"Our demand is that you stop demanding that we come up with demands!"
I thought about that line a lot this past week. (It's from a recent cartoon by Matt Bors.) I was a block from the White House, at the protest that began the Occupy movement: the October 2011 Stop the Machine demonstration.
Stop the Machine, timed to begin on the 10th anniversary of the U.S. invasion of Afghanistan, was based on a simple, powerful premise. A coalition of seasoned protesters, including Veterans for Peace, CodePink, Fellowship of Reconciliation, Progressive Democrats of America and Peace Action, would take over a public space, then refuse to leave until our demand--withdrawal from Afghanistan--was met.
Adbusters magazine preempted our demonstration, which had been widely publicized, with Occupy Wall Street.
It's the sort of thing an unscrupulous businessman might do. But it's all good. The sooner the revolution, the better. And the Occupy folks chose a better name.
Like other old-timers (I'm 48), I criticized Occupy Wall Street for its wanky PR and street theater shenanigans. Critiquing with love, I joined others in the media for demanding specific demands. That, after all, is how agitators used to do things. Hijack a plane and ask for money. Take over a prison until the warden agrees to improved conditions. Strike until you get a raise.
That's one of the things that changed on 9/11. No one ever claimed responsibility for the attacks. No group issued any demands.
The Stop the Machiners in Freedom Plaza are mostly Gen Xers in their 40s and Baby Boomers in their 50s and 60s. There are hundreds, sometimes thousands, of them, many spending the night in tents. Eight blocks away in McPherson Square is Occupy D.C., the decidedly younger and whiter (mostly Gen Yers in their 20s) Washington spin-off of Occupy Wall Street. As you'd expect, Occupy is wilder and more energetic. As you'd also expect, Stop the Machine is calmer and more organized.
"What are your demands?" my friends back home emailed me. Coming up with demands is job one. But job one is slow going. This is not merely a non-hierarchical but an anti-hierarchical movement. Everyone gets an equal say. Influenced by the Occupy movement (and other progressive protests, such as the anti-globalization struggle), Stop the Machine has embraced a system in which all decisions are arrived at by unanimous consensus. Anyone, regardless of their social status or education, can block a decision agreed upon by hundreds of other people.
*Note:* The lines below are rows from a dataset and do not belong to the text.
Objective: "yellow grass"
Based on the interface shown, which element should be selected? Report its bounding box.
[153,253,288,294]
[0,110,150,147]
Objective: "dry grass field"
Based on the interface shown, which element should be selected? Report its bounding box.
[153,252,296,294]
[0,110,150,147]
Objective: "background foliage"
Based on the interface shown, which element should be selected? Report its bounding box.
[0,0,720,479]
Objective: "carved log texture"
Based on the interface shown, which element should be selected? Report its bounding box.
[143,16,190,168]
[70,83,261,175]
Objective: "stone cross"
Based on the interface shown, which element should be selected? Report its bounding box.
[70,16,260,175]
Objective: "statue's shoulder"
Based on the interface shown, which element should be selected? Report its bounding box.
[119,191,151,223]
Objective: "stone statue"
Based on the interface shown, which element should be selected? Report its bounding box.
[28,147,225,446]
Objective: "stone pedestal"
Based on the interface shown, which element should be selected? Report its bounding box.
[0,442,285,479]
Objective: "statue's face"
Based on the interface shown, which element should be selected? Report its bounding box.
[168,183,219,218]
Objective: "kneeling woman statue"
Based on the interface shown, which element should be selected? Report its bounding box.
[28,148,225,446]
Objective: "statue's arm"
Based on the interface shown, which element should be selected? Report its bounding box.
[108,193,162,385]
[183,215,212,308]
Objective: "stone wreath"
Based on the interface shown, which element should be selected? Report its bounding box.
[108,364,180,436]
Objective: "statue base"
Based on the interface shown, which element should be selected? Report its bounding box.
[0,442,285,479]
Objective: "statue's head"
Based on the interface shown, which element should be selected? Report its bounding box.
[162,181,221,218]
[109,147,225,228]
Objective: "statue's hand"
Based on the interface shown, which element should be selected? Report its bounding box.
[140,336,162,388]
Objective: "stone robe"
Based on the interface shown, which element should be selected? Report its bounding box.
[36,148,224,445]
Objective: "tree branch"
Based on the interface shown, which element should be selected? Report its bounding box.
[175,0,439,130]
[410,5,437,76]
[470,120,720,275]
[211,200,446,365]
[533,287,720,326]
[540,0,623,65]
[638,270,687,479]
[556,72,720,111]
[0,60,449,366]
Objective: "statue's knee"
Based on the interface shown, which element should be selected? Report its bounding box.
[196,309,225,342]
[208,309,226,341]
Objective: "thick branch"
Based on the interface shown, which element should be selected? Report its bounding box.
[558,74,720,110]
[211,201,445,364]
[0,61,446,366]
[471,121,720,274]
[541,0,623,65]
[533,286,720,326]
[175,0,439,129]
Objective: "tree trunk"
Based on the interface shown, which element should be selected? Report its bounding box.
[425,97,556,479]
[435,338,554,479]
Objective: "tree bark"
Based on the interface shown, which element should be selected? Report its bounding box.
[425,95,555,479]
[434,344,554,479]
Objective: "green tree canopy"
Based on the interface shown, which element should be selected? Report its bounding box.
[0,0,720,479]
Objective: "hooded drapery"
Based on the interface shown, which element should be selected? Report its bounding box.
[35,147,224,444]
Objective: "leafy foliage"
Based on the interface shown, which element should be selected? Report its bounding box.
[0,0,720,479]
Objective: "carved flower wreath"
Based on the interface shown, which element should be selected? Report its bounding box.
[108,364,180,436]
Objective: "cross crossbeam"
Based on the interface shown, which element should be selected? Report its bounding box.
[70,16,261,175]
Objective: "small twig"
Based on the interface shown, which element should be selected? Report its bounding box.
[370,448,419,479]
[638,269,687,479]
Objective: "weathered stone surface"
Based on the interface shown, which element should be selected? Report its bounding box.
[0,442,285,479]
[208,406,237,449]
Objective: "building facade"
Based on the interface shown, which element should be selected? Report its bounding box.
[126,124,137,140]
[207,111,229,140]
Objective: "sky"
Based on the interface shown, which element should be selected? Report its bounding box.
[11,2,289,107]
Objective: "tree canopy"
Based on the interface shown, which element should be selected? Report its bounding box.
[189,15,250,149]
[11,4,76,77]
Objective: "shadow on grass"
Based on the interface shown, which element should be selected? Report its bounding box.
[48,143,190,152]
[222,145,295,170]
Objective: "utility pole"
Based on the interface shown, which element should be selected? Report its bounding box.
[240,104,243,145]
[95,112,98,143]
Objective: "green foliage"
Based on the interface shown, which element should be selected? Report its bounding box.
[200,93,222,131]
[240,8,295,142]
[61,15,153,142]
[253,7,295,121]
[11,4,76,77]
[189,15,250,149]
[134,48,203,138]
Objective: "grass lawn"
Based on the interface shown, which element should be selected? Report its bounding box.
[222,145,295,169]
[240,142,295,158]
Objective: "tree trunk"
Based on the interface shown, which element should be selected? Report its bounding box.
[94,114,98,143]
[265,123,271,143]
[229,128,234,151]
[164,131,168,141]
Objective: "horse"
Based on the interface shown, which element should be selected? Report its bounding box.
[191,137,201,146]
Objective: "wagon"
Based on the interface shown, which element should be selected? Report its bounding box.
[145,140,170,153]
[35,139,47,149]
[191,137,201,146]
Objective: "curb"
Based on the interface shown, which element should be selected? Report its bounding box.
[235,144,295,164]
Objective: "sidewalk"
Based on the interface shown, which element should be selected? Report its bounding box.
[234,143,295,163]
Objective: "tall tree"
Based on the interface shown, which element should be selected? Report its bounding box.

Before last week, I thought this decision-making process was madness. No leaders means inefficiency, right? Well, right. Meetings drag on for hours. Often nothing, or very little, gets done. Discussions go off on tangents. Poorly informed and even mentally disabled people get to talk. And everyone--even those of us with years of political experience and education--have to sit there and listen.
I'm as snotty as they come. Out on the plaza, however, snark is a liability. A scary homeless guy heckled me while I gave a speech calling for revolution over reform of the system. He went on so long and so intensely that a D.C. cop tried to take him away. I couldn't just click away. I was forced to engage. To discuss. To agree, to disagree.
Revolution is a messy, slow process. We are just beginning to claw away at the velvet ropes of alienation that simultaneously comfort and confine us. We're beginning to see that the things we hold so dear--our place in the class structure, our educational credentials, our shrinking but oh-so-clever circles of friends--are means of oppression.
There were 15 committees formed to come up with demands about various topics, which would eventually be presented to the General Assembly for discussion and, with luck, approval by consensus.
I joined the Economics and Finance committee.
"I don't understand the word 'neoliberal,'" a woman who looked to be about 30 said.
"It means conservative," a guy answered.
No it doesn't.
I shut up. In consensus meetings, you quickly learn to choose your battles. Those battles can run late into the night.
I urged our committee to decide whether we were revolutionaries or reformists.
"Why does it matter?" asked our "facilitator" (the leader-who-is-not-a-leader).
We went on to waste the next several months debating the distinctions between revolutionaries who seek to overthrow the system, reformists who accept its basic structure but seek to improve upon it, and revolutionists-posing-as-reformers who issue what I call "unreasonable reasonable" demands--demands that are popular with the population but that the system can't concede without exposing the government as an uncaring, unresponsive monster, thus radicalizing the moderates and fence-sitters.
OK, it was about an hour. It only seemed like months.
We only came up with two demands for the general assembly to consider. But that doesn't matter.
The process of discussion educates everyone. The better informed share information with the less informed. But the knowledge flow goes both ways. The better informed learn what is not known, what must be transmitted to the public at large. And those less informed about one topic are usually better informed about another.
Demands will surface. But there's no rush. Let the intellectual cross-fertilization run its course.
Besides, it's fun to watch the ruling-class-owned media squirm as it waits.